Jun 8, 2017
Every generation, feminists gather to recapitulate the state of women's progress. At a Human Life Review sponsored event in New York last week, Feminists for Life's president Serrin Foster made "The Feminist Case against Abortion," examining the plight of modern women, proposing solutions, and proving that revolutions aren't always brand new. This revolution – pro-life feminism – is well past the throes of teen rebellion. A century since pro-life feminist foremothers Susan B. Anthony and Elizabeth Cady Stanton secured the female vote, it now sports the wiser woman's gray-streaked hair and calm expression of "honey, I've seen it all."
The report card is in: 100 years later, abortion remains an inadequate, violent response to inequality in the workplace and educational sphere. But the mission and message of pro-life feminists remains unchanged, too: women deserve better. Feminists for Life has achieved immense success in their commitment to actualizing this belief. A decade after the organization began implementing their pregnancy resources on campuses, universities witnessed a 30 percent drop in abortions, in no small part due to Foster's realistic approach: "The most important thing young, pro-life women can be doing on campuses today is reaching out to pro-choice girls with love and kindness. They need to be creating choices and resources for pregnant and parenting students."
She's right: women need love and resources now more than ever. Far from the wide scale liberation the pro-choice movement promised, abortion has exacerbated the oppressive structures the first feminists sought to destroy. Workplace discrimination, inadequate support for pregnant and parenting students, and the cultural stigma that isolates pregnancy as "her problem" continue to determine the top two reasons women procure abortions: inability to afford a baby and interference with work or school. In her speech, Foster also pointed out the trouble with calling abortion an "empowered" choice when 75 percent of the women who make it are living in poverty.
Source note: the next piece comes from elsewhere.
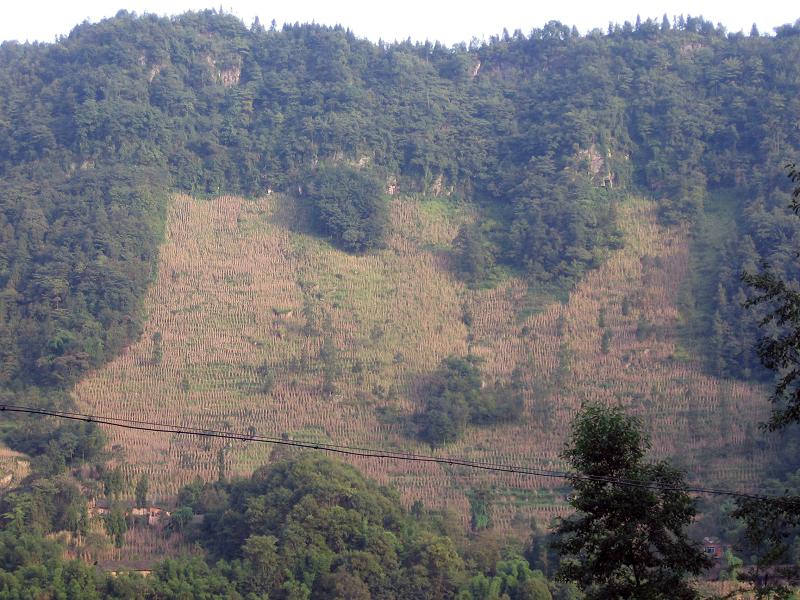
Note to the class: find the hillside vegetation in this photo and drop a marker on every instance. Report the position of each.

It is the most conspicuously privileged woman who says, "I would never get an abortion" but advocates its preservation nonetheless, relegating an option she deems undesirable to the poor and marginalized. Nobody wants an abortion; Frederica Mathewes-Green best describes the desperation that forces a woman to "[want] an abortion as an animal caught in a trap wants to gnaw off its own leg." Fully cognizant of this, pro-life feminists don't attempt to bedazzle the violent reality of abortion and refuse to accept that, well, this is just the way things are for some women.